May 22, 2021

Exploring APIs to Gather Data in Python Using the Requests Library

Table of Content

APIs are Everywhere and a Great Source of Data Projects Opportunities

One of the biggest hurdle when starting a data project is to find useful, interesting data. Many websites provide great datasets like Kaggle or Google, but the real gems hide behind APIs. What’s an API you ask? Well API stands for Application Programming Interface. It sounds pretty scary but in short APIs allow us to query applications or server using URLs and in return we receive data. Simple as that. APIs are nowadays ubiquitous and pretty much every website and application use them, see here for a ton of examples. I won’t dwelve any longer in what are APIs as the goal of this post is to learn how we can use them, but I definitely invite you to read more on the subject. To this effect I share a few links at the bottom of this article for further reading.

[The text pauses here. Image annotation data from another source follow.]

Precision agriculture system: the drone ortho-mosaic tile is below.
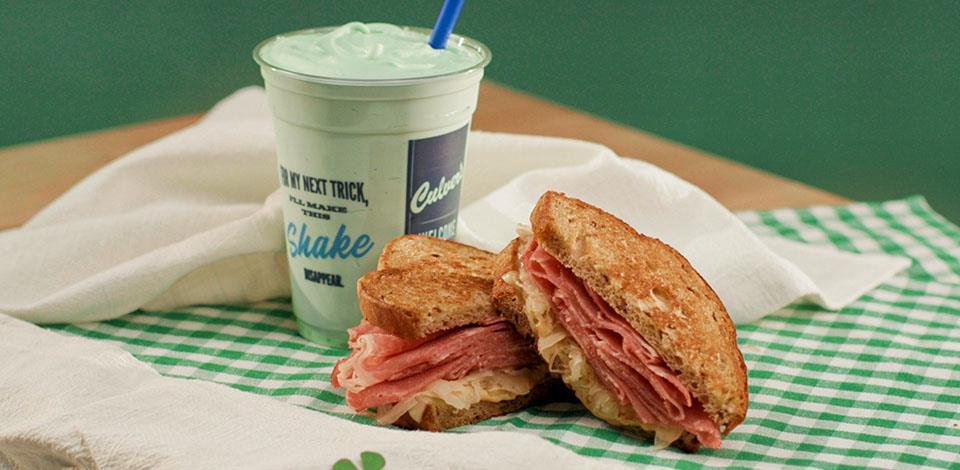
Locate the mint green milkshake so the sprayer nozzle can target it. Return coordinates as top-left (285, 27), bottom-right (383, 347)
top-left (253, 23), bottom-right (490, 347)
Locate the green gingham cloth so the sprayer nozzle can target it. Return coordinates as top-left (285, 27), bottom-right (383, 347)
top-left (50, 197), bottom-right (960, 468)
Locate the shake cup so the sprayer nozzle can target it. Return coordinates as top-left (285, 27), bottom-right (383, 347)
top-left (253, 23), bottom-right (490, 346)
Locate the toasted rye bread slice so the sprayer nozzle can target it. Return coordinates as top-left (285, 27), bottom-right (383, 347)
top-left (394, 376), bottom-right (565, 431)
top-left (377, 235), bottom-right (494, 281)
top-left (357, 268), bottom-right (496, 339)
top-left (528, 191), bottom-right (748, 434)
top-left (491, 238), bottom-right (533, 338)
top-left (493, 236), bottom-right (700, 452)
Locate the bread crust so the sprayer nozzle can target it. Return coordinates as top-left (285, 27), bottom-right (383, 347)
top-left (357, 269), bottom-right (496, 339)
top-left (530, 191), bottom-right (748, 435)
top-left (491, 238), bottom-right (533, 338)
top-left (377, 235), bottom-right (495, 281)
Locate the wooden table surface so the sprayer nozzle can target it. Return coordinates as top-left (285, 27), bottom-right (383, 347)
top-left (0, 82), bottom-right (848, 230)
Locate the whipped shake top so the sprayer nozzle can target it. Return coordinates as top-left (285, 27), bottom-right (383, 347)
top-left (256, 22), bottom-right (490, 80)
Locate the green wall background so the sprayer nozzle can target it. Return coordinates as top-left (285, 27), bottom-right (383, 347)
top-left (0, 0), bottom-right (960, 221)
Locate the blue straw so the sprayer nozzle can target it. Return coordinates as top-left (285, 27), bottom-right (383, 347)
top-left (429, 0), bottom-right (463, 49)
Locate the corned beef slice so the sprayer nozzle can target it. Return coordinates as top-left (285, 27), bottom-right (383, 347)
top-left (520, 241), bottom-right (720, 449)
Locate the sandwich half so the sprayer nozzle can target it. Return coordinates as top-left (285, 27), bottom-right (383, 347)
top-left (331, 236), bottom-right (562, 431)
top-left (493, 192), bottom-right (747, 451)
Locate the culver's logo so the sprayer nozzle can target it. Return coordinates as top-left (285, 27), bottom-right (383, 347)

Now the reason APIs are great is because they give us access to data that fits our interests and/or is still unexploited. There is nothing worse than working on a project whose subject we find boring. Working on a chess dataset when you don’t care about chess is a good recipe for burnout and a series of abandonned projects in your Github repository. On the other hand I can guarantee there are APIs out there that will excite you to get started. Into cryptocurrency? we got you covered. Want to build and analyze a dataset of every Elon Musk tweet? No problem. Into US politics? Check out the FEC API. Use this list or google “[area of interest] API” and you can be sure you’ll find something.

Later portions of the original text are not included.